Different weight functions give different levels of robustness:

In [None]:
# Fit with different M-estimators.
results = {"Standard LS": params_standard}

for name, weight_fn in [
    ("Huber", lambda r: huber_weight(r, k=0.5)),
    ("Cauchy", lambda r: cauchy_weight(r, c=0.5)),
    ("Geman-McClure", lambda r: geman_mcclure_weight(r, sigma=0.5)),
]:
    robust_cost = make_robust_circle_cost(weight_fn)
    costs = [robust_cost(CircleVar(id=jnp.zeros(n_points, dtype=jnp.int32)), points)]
    problem = jaxls.LeastSquaresProblem(costs, [circle_var]).analyze()
    solution = problem.solve(initial_vals, verbose=False)
    results[name] = solution[circle_var]

print(
    f"{'Method':<15} {'cx':>8} {'cy':>8} {'r':>8} {'Center err':>12} {'Radius err':>12}"
)
print("-" * 70)
print(
    f"{'True':<15} {true_cx:>8.3f} {true_cy:>8.3f} {true_r:>8.3f} {'-':>12} {'-':>12}"
)
for name, params in results.items():
    center_err = float(
        jnp.sqrt((params[0] - true_cx) ** 2 + (params[1] - true_cy) ** 2)
    )
    radius_err = float(jnp.abs(params[2] - true_r))
    print(
        f"{name:<15} {float(params[0]):>8.3f} {float(params[1]):>8.3f} {float(params[2]):>8.3f} {center_err:>12.4f} {radius_err:>12.4f}"
    )

In [None]:
# Visualize all methods.
colors = {
    "Standard LS": "#FF9800",
    "Huber": "#2196F3",
    "Cauchy": "#9C27B0",
    "Geman-McClure": "#00BCD4",
}

fig_all = go.Figure()

# Points.
fig_all.add_trace(
    go.Scatter(
        x=all_x[~is_outlier],
        y=all_y[~is_outlier],
        mode="markers",
        marker=dict(size=8, color="#607D8B"),
        name="Inliers",
    )
)
fig_all.add_trace(
    go.Scatter(
        x=all_x[is_outlier],
        y=all_y[is_outlier],
        mode="markers",
        marker=dict(size=10, color="#F44336", symbol="x"),
        name="Outliers",
    )
)

# True circle.
fig_all.add_trace(
    make_circle_trace(true_cx, true_cy, true_r, "True", "#4CAF50", "dash"),
)

# Fitted circles.
for name, params in results.items():
    fig_all.add_trace(
        make_circle_trace(
            float(params[0]), float(params[1]), float(params[2]), name, colors[name]
        ),
    )

fig_all.update_xaxes(title_text="x", scaleanchor="y", scaleratio=1)
fig_all.update_yaxes(title_text="y")
fig_all.update_layout(
    title="Comparison of M-Estimators for Circle Fitting",
    height=500,
    margin=dict(t=60, b=40, l=60, r=40),
    legend=dict(yanchor="top", y=0.99, xanchor="left", x=0.01),
)
HTML(fig_all.to_html(full_html=False, include_plotlyjs="cdn"))

## Summary

Robust estimation in jaxls using `jax.lax.stop_gradient`:

1. Standard least squares gives outliers disproportionate influence due to the squared loss.

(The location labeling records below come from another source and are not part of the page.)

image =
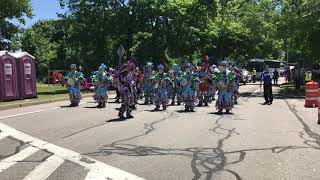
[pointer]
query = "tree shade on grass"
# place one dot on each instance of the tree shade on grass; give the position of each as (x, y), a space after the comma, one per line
(168, 31)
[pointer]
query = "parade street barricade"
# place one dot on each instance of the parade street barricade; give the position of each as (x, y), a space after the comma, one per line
(8, 77)
(312, 94)
(26, 72)
(319, 110)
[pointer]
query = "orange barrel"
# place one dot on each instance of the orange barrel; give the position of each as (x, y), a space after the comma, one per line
(319, 110)
(312, 94)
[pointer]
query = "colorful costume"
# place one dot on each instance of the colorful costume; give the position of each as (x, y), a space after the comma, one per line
(212, 85)
(148, 85)
(160, 81)
(202, 93)
(225, 89)
(175, 89)
(74, 79)
(127, 84)
(189, 83)
(101, 81)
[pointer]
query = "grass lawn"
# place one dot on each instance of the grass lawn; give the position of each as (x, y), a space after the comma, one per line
(289, 90)
(45, 92)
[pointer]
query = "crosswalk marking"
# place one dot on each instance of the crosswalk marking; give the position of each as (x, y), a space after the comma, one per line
(99, 170)
(12, 160)
(3, 135)
(93, 176)
(44, 170)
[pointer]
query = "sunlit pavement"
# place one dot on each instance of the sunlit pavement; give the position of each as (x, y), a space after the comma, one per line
(280, 141)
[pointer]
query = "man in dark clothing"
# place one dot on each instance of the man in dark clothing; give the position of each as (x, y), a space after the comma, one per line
(267, 86)
(297, 78)
(275, 76)
(315, 73)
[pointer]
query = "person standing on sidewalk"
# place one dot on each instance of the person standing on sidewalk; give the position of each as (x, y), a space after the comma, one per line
(275, 77)
(254, 75)
(267, 86)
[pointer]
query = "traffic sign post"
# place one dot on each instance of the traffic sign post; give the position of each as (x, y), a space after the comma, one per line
(121, 51)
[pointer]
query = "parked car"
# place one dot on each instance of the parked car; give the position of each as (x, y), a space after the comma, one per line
(246, 76)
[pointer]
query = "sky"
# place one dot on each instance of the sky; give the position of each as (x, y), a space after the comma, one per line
(43, 9)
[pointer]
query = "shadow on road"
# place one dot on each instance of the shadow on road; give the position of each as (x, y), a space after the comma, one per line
(219, 114)
(116, 120)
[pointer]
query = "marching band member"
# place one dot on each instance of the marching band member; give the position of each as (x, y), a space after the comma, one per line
(224, 90)
(101, 81)
(74, 79)
(175, 89)
(126, 84)
(148, 86)
(202, 93)
(189, 84)
(160, 81)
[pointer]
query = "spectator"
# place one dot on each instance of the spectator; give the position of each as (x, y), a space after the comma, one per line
(296, 78)
(275, 76)
(315, 72)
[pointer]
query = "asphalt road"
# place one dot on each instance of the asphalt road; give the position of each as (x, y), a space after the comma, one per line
(255, 142)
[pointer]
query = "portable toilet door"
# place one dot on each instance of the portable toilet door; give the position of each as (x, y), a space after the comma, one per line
(26, 74)
(8, 77)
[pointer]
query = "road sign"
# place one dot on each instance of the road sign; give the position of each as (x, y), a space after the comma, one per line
(121, 51)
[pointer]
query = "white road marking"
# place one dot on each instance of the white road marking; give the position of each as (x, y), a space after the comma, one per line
(12, 160)
(44, 170)
(3, 135)
(34, 112)
(93, 176)
(95, 167)
(27, 113)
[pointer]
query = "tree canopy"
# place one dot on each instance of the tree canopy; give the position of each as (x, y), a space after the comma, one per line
(167, 31)
(12, 9)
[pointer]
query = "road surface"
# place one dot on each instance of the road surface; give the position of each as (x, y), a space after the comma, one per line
(255, 142)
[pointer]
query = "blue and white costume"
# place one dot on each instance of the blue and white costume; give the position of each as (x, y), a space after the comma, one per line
(74, 79)
(148, 85)
(101, 81)
(190, 84)
(160, 82)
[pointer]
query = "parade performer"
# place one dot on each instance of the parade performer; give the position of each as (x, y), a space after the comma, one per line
(175, 89)
(101, 81)
(266, 78)
(74, 79)
(212, 89)
(235, 84)
(224, 90)
(189, 84)
(202, 93)
(160, 81)
(116, 84)
(126, 84)
(148, 86)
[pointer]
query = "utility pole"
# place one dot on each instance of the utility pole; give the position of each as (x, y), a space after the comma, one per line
(287, 54)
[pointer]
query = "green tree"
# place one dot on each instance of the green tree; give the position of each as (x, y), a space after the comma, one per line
(12, 9)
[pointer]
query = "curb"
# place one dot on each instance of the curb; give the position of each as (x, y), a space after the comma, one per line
(25, 104)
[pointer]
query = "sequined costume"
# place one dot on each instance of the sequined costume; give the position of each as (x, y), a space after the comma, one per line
(190, 84)
(101, 81)
(225, 90)
(148, 85)
(202, 93)
(175, 90)
(74, 79)
(127, 84)
(160, 82)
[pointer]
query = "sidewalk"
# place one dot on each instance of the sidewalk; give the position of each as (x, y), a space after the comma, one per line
(35, 101)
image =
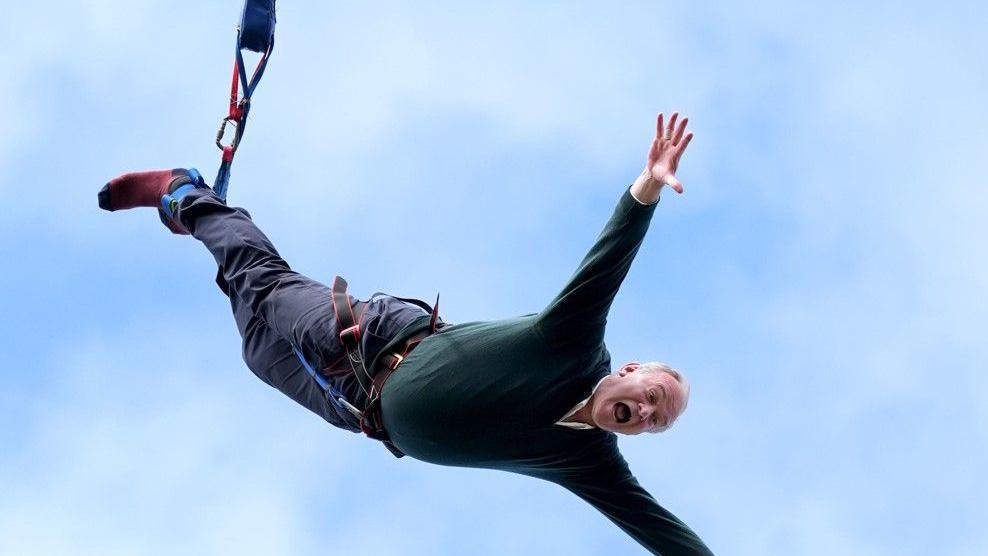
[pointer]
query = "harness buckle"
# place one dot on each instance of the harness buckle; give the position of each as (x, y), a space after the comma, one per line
(398, 359)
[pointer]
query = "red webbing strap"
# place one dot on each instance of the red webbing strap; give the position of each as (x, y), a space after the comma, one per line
(349, 333)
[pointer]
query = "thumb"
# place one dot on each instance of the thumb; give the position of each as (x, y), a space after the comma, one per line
(674, 183)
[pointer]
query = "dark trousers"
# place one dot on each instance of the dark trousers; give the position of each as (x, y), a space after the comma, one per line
(278, 309)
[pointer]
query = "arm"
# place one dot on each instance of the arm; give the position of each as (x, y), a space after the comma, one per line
(579, 312)
(616, 493)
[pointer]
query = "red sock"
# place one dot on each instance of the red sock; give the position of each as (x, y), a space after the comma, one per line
(137, 189)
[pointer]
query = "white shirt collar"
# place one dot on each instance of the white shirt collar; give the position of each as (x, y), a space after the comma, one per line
(574, 424)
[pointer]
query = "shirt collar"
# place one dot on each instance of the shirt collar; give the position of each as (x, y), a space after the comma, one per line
(577, 425)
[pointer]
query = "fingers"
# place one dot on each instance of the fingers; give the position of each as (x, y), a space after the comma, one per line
(679, 132)
(674, 183)
(686, 141)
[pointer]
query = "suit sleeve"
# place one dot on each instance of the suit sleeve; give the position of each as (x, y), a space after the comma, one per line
(613, 490)
(579, 312)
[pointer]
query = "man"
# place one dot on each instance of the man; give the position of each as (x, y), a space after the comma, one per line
(530, 395)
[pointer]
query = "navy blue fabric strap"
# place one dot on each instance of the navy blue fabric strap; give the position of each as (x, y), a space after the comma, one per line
(333, 394)
(256, 33)
(257, 25)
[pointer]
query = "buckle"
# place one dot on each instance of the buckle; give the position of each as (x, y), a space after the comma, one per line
(397, 361)
(353, 330)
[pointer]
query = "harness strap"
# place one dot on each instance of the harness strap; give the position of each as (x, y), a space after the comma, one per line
(256, 33)
(349, 326)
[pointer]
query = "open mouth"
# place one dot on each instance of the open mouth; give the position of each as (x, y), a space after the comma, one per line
(622, 413)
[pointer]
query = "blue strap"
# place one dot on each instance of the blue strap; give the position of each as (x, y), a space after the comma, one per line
(333, 394)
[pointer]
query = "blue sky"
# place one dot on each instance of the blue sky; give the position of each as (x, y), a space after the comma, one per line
(822, 281)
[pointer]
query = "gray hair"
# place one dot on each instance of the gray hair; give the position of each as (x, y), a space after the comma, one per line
(657, 367)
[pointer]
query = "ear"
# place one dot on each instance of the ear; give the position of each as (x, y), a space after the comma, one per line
(628, 367)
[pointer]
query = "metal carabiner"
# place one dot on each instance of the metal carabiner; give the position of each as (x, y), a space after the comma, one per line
(222, 131)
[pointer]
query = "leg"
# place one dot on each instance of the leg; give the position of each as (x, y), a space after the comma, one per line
(293, 307)
(272, 359)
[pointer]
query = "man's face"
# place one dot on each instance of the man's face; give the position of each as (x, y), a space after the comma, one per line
(630, 402)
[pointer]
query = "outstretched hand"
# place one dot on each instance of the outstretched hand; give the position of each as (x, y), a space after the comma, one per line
(667, 148)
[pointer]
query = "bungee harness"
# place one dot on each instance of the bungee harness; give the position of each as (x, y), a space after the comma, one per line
(371, 378)
(255, 33)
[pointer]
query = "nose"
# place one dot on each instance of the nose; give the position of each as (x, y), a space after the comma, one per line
(644, 411)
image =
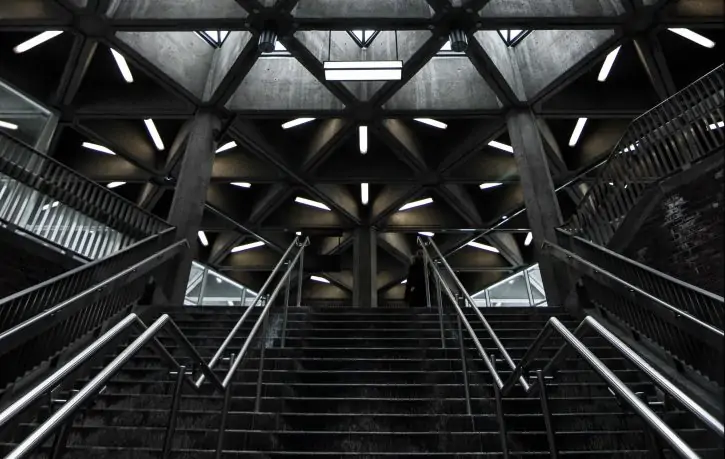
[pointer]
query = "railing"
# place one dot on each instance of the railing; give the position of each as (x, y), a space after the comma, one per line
(571, 342)
(60, 422)
(43, 197)
(680, 131)
(38, 322)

2. M-estimators (Huber, Cauchy, Geman-McClure) define weight functions that down-weight large residuals.

3. Using `stop_gradient` on weights implements IRLS automatically within the solver's iterations -- no explicit outer loop needed.

4. Huber provides convex robustness; Cauchy gives smooth down-weighting; Geman-McClure aggressively rejects outliers.

Implementation pattern:
```python
weight = jax.lax.stop_gradient(weight_fn(residual))
return jnp.sqrt(weight) * residual
```

This makes the optimizer treat weights as constants while still updating them as the solution evolves. The solver's iterations naturally perform IRLS.

For more details, see {class}`jaxls.Var`, {class}`jaxls.Cost`, and {class}`jaxls.LeastSquaresProblem`.